First painting (“A Sudden Change of Events”): four leathery-skinned absurdities float down a river on what seem to be inflatable rafts. Leafless trees with ribbed, worm-like barks line the shore. The creatures stare uninterested as they float along. Are these beings that “share our dreams, our desires, our nightmares and downfalls, and our motivations to live”? Maybe.

Next painting (“Unanimous Exodus”): a pregnant, blue-striped Cyclops monster, her face caressed by feathery hair, straddles a bleak world, her bejeweled knuckles wrapped around a stark pyramid that rises from the ground. The eye on this pyramid seems to be producing the landscape behind the blue giant. An owl with a golden crown flies above her bulging stomach. Orange-red feather-balls lay at her feet, squinting. Is this painting a metaphor for that “intangible driving force that motivates one to live?” Maybe.

Next painting (“Converge”): what looks like some sort of strange Aztec design towering above green grass with a glowing red sun behind it. The eye at the top shines a beam of light off the top of the panel. The angular geometric pattern inside the pyramid folds out from the three eyes embedded in the colorful mess of points and lines.

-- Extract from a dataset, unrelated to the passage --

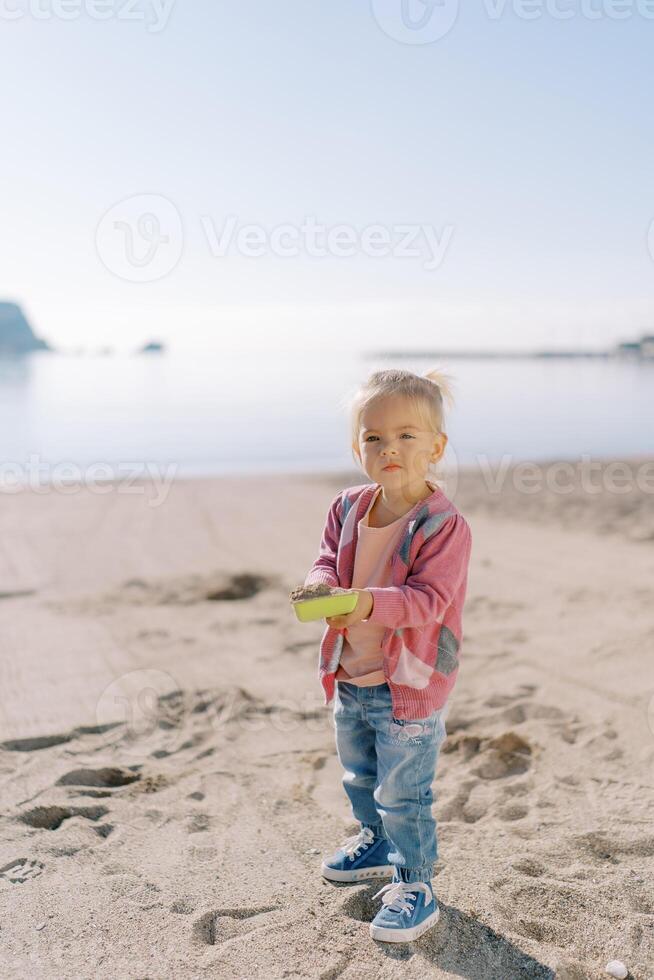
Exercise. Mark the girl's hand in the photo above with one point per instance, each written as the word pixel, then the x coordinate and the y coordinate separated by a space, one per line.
pixel 362 610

It sounds fantastic, and it was, but I could not stop thinking about Potts’s artist statement. What amounts to the one-eyed pyramid from the one dollar bill having a fantastic trip through a fantastic land just does not live up to his artist statement. So you really should look at them, either on his MySpace or at 32nd&Urban (gorgeous building and great staff, by the way). It’s just that, Potts’ art is pretty cool to look at, but so was, oh, I don’t know, Hellboy.